No, these events and places don’t compete with their cities of San Francisco and Rochester, but they are very nice assets, nonetheless, and we are proud of them. Also, where my nine-year-old granddaughter lives she can’t go for a ride in the enclosed cab of a tractor, or drive the go-cart I bought long ago at a farm auction.

 

When our 11-year-old granddaughter from Florida comes up this week, we plan to take her to the Cincinnati Zoo, the Kentucky Horse Park, the candy-making facilities at Ruth Hunt Candies in Mt. Sterling, the native American artifacts and art exhibit at UK, and Grease at Jenny Wiley State Park in Prestonsburg.

 

It’s always such a wonderful time when the children come to visit. Although the farm wasn’t home when they were growing up, I have now lived here for 19 years, commuting to the University most of that time.
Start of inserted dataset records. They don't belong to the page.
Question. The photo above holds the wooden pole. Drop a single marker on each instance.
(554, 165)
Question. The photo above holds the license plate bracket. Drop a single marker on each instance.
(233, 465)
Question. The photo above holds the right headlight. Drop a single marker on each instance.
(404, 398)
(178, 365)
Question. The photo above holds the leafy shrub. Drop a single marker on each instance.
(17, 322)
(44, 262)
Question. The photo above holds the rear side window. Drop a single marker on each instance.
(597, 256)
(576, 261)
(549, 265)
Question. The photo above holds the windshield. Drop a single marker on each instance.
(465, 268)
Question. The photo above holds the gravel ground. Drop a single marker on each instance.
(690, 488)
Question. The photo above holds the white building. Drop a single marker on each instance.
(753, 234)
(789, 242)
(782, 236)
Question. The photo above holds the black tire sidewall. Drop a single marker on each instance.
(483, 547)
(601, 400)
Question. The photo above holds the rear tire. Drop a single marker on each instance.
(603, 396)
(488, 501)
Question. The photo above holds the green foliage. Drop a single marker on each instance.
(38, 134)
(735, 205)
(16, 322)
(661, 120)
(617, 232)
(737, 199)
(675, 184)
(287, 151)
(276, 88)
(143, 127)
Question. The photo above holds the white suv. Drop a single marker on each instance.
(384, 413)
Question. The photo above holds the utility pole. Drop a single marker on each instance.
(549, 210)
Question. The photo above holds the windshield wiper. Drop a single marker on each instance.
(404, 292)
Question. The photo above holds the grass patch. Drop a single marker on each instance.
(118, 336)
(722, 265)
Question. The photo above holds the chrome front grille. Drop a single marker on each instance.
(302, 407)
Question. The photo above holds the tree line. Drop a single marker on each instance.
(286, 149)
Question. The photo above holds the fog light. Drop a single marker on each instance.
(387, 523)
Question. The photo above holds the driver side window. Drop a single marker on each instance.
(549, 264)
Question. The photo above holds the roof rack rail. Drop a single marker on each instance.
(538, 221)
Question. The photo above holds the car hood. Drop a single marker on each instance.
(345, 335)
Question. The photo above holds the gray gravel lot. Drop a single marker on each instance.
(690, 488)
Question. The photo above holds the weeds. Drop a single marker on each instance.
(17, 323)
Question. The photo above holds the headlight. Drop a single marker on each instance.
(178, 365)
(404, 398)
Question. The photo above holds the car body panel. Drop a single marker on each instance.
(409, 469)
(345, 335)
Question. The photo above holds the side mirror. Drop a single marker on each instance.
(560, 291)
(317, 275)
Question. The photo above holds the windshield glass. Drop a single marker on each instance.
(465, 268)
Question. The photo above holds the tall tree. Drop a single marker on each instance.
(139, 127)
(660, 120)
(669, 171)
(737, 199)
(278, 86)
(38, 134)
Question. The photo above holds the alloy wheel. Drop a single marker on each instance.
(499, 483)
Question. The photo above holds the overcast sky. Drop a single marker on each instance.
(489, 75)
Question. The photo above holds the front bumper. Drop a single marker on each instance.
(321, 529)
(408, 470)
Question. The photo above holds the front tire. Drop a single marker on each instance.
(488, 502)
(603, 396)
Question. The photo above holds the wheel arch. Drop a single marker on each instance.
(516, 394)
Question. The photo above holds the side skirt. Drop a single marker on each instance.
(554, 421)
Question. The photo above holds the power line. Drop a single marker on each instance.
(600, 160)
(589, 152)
The adult grandchildren have had time to bond with it. The twins’ tree house is still in the big maple tree in the backyard, the go-cart still bears the big number they painted on it to make it look like a race car, it’s where we have cut the Christmas trees, and this is where we have celebrated many holidays with bonfires and s’mores, and popcorn and fires in the fireplace before we became snowbirds. So it’s a familiar place for that generation and almost home for the children.

 

I call them children, but as I noted earlier, they’re grown with families of their own. Now, except for an occasional holiday here, they come for Christmas visits with us in Florida every other year, the odd year being spent with the family of the mate. But on the Fourth of July they come by the farm for a few days. I think this year was the best visit ever, but I think that every year.

 

Lewis Donohew retired from the University of Kentucky College of Communications in 1999 after nearly 35 years of service and having earned a national reputation as a communications scholar and researcher. Now down on his farm growing grapes and living close to the earth, he contemplates issues of the day from a lifetime of experience and a love of the land.